Славик взял с собой не Анжелику, а Вадика и задумался о логике выбора, только когда они уже ехали по Столичному шоссе в сторону Конча-Заспы. Утром, как обычно, пока ребенок еще спал, Анжелика пришла к нему на диван — сладкая, теплая, в пижаме из синего шелка с иероглифами, с высокой растрепанной прической. И потом осторожно спросила (это были их первые совместные выходные):
— Ты куда-то торопишься?
— Да, — просто ответил Слава, — я уезжаю на два дня.
— Куда? — спросила она, и ее лицо, похожее в солнечном блике на нежный свежий зефир, словно немного вытянулось, хотя было плохо видно.
— На охоту.
— Ясно… — ответила она.
Слава где-то понимал, что она недовольна, но в контексте его безграничной доброты и их переселения к нему не чувствовал никаких угрызений совести. — Это была ужасная глупость, — мрачно сказал Вадик. — Какой ты все-таки еблан.
Потом, здорово попетляв между строящимися на песчаной дамбе таунхаусами — с подъемными мостиками, персональными пристанями, дворцами с флигельками, финскими срубами и помещенными под стеклянные купола бассейнами, — они подъехали к челбаренковскому замку.
Охоту планировалось проводить на территории тетеревиного лесного хозяйства, много лет Челбаренко состоял членом тамошнего охотничьего общества. В гостиной с потрескивающим камином гостей встречал сам граф в сапогах и вязаном, под горло сером свитере и графиня — похожая на монумент «Родина-мать», молчаливая, как колосс, отвечающая на приветствия гостей властным кивком, без тени улыбки.
Вадик зашел к ней как-то сбоку, так что застал немножко врасплох, сказал «здравствуйте» и взял за руку, потом блеснул глазом, улыбнулся, опустился на одно колено, в этот момент его заметил Славка и, чтобы не рассмеяться, отвернулся к окну, пригубив кружку с горячим пуншем.

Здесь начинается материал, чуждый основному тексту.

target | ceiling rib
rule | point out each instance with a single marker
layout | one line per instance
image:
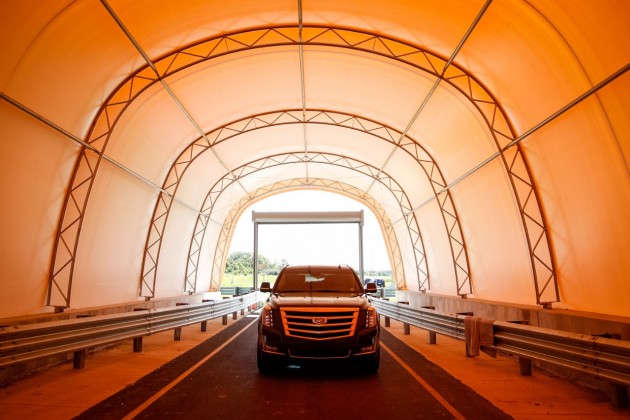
(528, 133)
(319, 184)
(150, 63)
(435, 85)
(302, 84)
(108, 115)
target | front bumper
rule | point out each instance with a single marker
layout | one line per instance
(273, 343)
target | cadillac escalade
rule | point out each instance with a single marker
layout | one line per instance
(318, 313)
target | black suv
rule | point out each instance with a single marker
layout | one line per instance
(318, 312)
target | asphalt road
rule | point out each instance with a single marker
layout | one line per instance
(219, 380)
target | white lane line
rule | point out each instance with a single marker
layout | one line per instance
(425, 384)
(183, 376)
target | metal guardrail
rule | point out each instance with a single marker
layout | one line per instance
(600, 357)
(427, 319)
(603, 358)
(22, 343)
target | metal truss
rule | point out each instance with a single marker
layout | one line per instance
(310, 116)
(227, 230)
(86, 167)
(256, 166)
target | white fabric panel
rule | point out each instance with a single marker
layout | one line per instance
(438, 251)
(65, 68)
(239, 85)
(109, 257)
(150, 135)
(453, 132)
(171, 269)
(39, 162)
(372, 88)
(497, 251)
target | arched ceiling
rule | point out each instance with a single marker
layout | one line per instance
(492, 134)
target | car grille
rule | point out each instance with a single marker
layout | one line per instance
(319, 323)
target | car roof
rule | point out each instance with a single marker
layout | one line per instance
(307, 268)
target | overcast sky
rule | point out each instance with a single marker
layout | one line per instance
(313, 243)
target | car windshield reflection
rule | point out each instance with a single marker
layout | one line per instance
(317, 282)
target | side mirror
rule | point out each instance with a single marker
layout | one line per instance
(370, 288)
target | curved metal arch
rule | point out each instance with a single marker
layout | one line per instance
(311, 116)
(337, 187)
(255, 166)
(89, 159)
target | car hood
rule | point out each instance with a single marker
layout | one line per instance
(319, 299)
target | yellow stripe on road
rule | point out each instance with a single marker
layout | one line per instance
(183, 376)
(424, 384)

Тем не менее в момент знакомства с Вадиком Христине вдруг стало невероятно хорошо, будто она вынырнула из мутного озера с водомерками прямо в стрекочущий, искрящийся бликами теплый солнечный полдень. Он посмотрел на нее снизу вверх так, словно на самом деле сидел на деревянных мостках и улыбался ей сквозь зыбкую толщу воды и солнечные блики. Когда рассаживались по внедорожникам, чтобы ехать в охотхозяйство, выяснилось, что Вадик не помещается, сославшись на больную ногу, тот с радостью отправился прямиком на кухню мимо застывшей Христины, даже не глянув на нее.

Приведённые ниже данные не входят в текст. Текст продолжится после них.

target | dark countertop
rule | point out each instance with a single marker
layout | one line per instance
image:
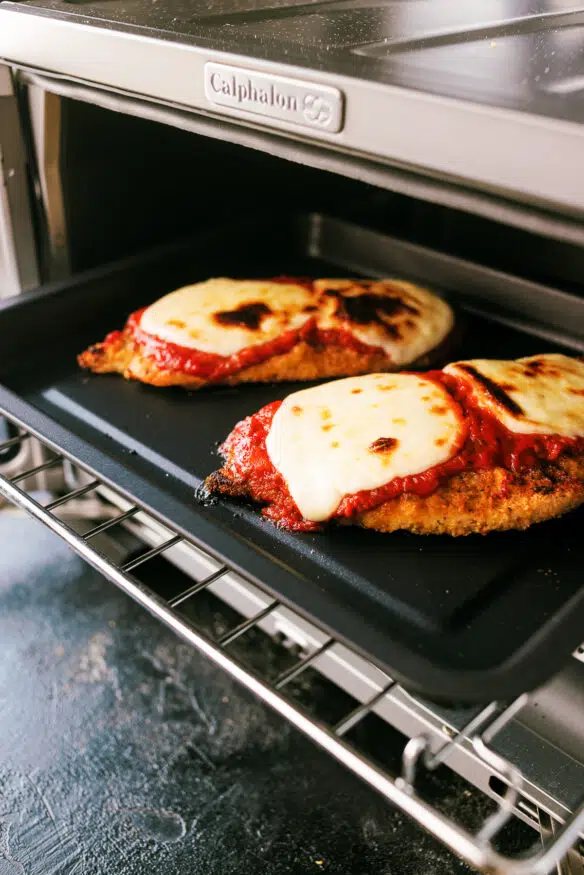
(123, 751)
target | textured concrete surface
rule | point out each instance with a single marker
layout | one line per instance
(123, 751)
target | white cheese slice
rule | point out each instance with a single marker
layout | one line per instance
(541, 394)
(223, 316)
(360, 433)
(212, 316)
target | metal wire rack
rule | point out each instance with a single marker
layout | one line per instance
(419, 754)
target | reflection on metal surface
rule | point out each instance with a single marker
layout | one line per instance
(476, 849)
(303, 103)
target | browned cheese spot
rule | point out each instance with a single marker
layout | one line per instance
(248, 316)
(498, 393)
(534, 368)
(356, 304)
(384, 445)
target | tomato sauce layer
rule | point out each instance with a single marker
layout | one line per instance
(487, 444)
(215, 368)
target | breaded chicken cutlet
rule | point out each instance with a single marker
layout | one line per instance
(225, 332)
(479, 446)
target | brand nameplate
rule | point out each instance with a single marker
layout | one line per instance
(291, 100)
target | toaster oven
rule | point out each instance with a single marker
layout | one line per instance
(144, 145)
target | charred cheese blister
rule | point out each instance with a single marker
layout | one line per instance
(360, 433)
(541, 394)
(224, 316)
(404, 320)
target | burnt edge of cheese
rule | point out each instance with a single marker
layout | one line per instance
(498, 392)
(384, 445)
(245, 316)
(366, 308)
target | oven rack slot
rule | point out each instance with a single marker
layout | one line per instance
(419, 754)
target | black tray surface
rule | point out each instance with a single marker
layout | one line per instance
(465, 619)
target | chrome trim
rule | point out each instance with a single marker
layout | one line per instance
(469, 142)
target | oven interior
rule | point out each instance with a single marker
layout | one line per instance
(129, 189)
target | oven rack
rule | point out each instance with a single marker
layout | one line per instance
(419, 753)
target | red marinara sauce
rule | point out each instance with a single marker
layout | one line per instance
(487, 444)
(214, 368)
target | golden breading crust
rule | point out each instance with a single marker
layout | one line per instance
(470, 502)
(485, 501)
(302, 362)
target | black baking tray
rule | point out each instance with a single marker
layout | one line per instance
(459, 620)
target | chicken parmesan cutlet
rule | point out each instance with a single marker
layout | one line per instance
(479, 446)
(226, 331)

Потом был какой-то сумбур — наивная девочка слушала его разинув рот (шесть часов, пока внизу готовились к возвращению с охоты, он что-то плел, придумав заодно название своей книге «Писс и Трагикус») и думала, какие у него такие молодые руки и как это здорово, когда отец твоего ребенка молод. Очень скоро Вадик нашел ей каких-то фиктивных подружек — Челбаренко был не против периодических выездов жены в «свет» в компании длинноногих, сплошь в блестках, в джинсах с низкой талией, тяжелых ненатуральных кудрях и с оливковой от соляриев кожей фрейлин. Первые три раза они честно съездили в «Магеллан», недалеко от Одесской площади. Ходили в кино, в боулинг и даже попрыгали на батуте. Христина жадно смотрела на своих новых подружек, с упоением изучая каждый сантиметр их ухоженных, выласканных медовыми обертываниями, косметическими массажами и элитными сыворотками тел, ее интересовало все: нарощенные ногти и волосы, пирсинг в пупке, то, что они надевали в машину, — белые трикотажные кофточки, отороченные кроличьим мехом жилетки — и обязательно, чтобы там, между штанами и жилеткой была видна полоска кожи, — смешные вязаные шапки, как у рэперов, большие темные очки на пол-лица… Подружки были такие легкие и приятные в общении, а Христине стало вдруг ясно, что в материальном плане она находится с ними на одном уровне, да и по внешности тоже, если откорректировать, конечно… Они говорили о шопинге и о том, что скоро нужно будет ехать в Милан, и Христина очень просто согласилась с тем, что это и впрямь верно, зачем покупать тут в «Санаханте» или в «Элма бутике» за бешеные деньги то, что можно купить в Милане гораздо дешевле, новее, настоящее?.. Ни в «Санаханте», ни в «Элмабутике», ни тем более в Милане Христина ничего не покупала, после свадьбы она сразу забеременела, и одежду приобретали в специализированных магазинах, так что теперь она носила то, что покупала вместе с родителями (на деньги мужа, конечно же), когда они гуляли по Киеву, заходили в ЦУМ и в «Гранд Галерею» напротив.